# Brake Pads



## Sleeper GM (Mar 16, 2002)

I am thinking of getting Zimmerman Rotors with Mintex brake pads...... can anyone tell me where the cheapest place to buy these parts is? 
VW said my rear brake pads are gone...... at 19,000 miles..... So I am just planning on replacing the rear pads and rotors....
Any suggestions? 
Thanks










[Modified by Sleeper GM, 3:50 AM 1-28-2003]


----------



## Sleeper GM (Mar 16, 2002)

*Re: Brake Pads (Sleeper GM)*

Anyone?


----------



## f1forkvr6 (Jun 10, 2002)

*Re: Brake Pads (Sleeper GM)*

Start Clicking:
http://www.awe-tuning.com/
http://www.germanparts.com/
http://www.germanautoparts.com/
http://www.gprparts.com/
http://www.partsamerica.com/default.asp
http://www.aplusparts.com/
http://www.bildon.com/index.html
http://www.discountimportparts.com/
http://www.force5auto.com/
http://www.futrellautowerks.com/
http://www.vwparts.com/index.cfm
http://landtenterprizes.com/
http://www.newdimensions.com/
http://www.alloemautoparts.com/default.asp?source=
http://www.rapidparts.com/
http://www.parts4vws.com/


----------



## Sleeper GM (Mar 16, 2002)

*Re: Brake Pads (f1forkvr6)*

What should I actually look for in the rotors.....? Should I just get slotted ones?


----------



## kewl20v (May 15, 2002)

*Re: Brake Pads (Sleeper GM)*

why are the rears brakes not under warranty? Are you out on time?


----------



## Sleeper GM (Mar 16, 2002)

*Re: Brake Pads (kewl20v)*

They said they are not covered in warranty......


----------



## The Swami (Oct 16, 2001)

*Re: Brake Pads (f1forkvr6)*

Put that guy on my Bar Tab!!!


----------



## jamesb (Mar 14, 2001)

*Re: Brake Pads (Sleeper GM)*

quote:[HR][/HR]They said they are not covered in warranty......







[HR][/HR]​
12k miles on wear parts. your just over it.
I went through the same. For the rears mine where low so I replaced them with EBC greens. did my fronts at the same time. Now im not happy with EBC fronts, they warped 2 sets of rotors. And yes I properly torque the wheel bolts, but didnt help. So now im moving to porterfield R4S or going with a wilwood upgrade.


----------



## SLC GTI VR6 (Apr 11, 2002)

*Re: Brake Pads (Sleeper GM)*

Damn, gone at 19K







Is this a common problem for MKIVs?
The reason I ask is cause I test drove a '02 GTI 1.8T and I could smell brakes the whole time. When I got back to the dealership, the rear pads/rotors were smoking a bit.
BTW, I have Zimms w/ Mintex pads...you won't be disappointed!


----------



## ECS Tuning-Tom (Oct 2, 2001)

*Re: Brake Pads (SLC GTI VR6)*

Best pricing on pads & rotors & our rotors are even cadmium plated for the same price as non-cadmium plated rotors
http://www.ecstuning.com/stage/edpd...n&category=Braking&engine=1.8T&model=Jetta IV


----------



## billgti (Oct 20, 2001)

*Re: Brake Pads (Sleeper GM)*

19K for brake pads?
mine is at 75K, still on original brake pads.


----------



## dcomiskey (Mar 13, 2002)

*Re: Brake Pads (billgti)*

quote:[HR][/HR]19K for brake pads?
mine is at 75K, still on original brake pads.

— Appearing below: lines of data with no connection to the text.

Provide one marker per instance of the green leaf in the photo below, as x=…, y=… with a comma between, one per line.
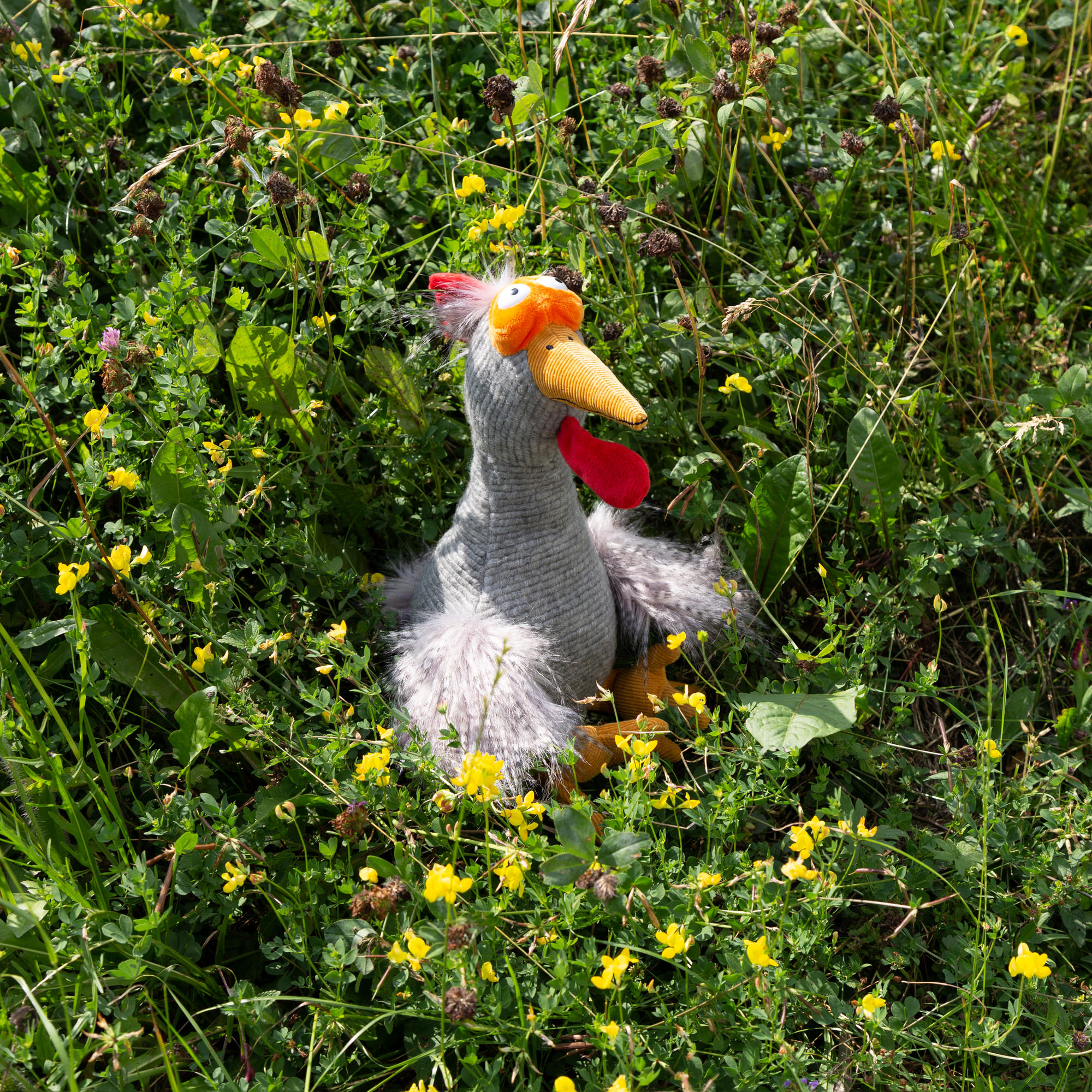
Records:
x=576, y=833
x=564, y=870
x=118, y=647
x=702, y=57
x=313, y=247
x=270, y=246
x=787, y=721
x=779, y=523
x=185, y=844
x=524, y=109
x=197, y=728
x=622, y=848
x=176, y=477
x=262, y=362
x=388, y=372
x=874, y=466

[HR][/HR]​And he just keeps on driving and driving as fast as he can....without ever stopping....


----------



## jamesb (Mar 14, 2001)

*Re: Brake Pads (billgti)*

quote:[HR][/HR]19K for brake pads?
mine is at 75K, still on original brake pads.







[HR][/HR]​
2001 they made a change to the front and rear compounds. The fronts dont wear too fast. But the rears go really fast. Now im on EBC green with over 20k on them and no more then 2mm of wear. And that includes many autocross events and other spirited driving and my ever so painfull DC metro beltway commute 5 days a week.


----------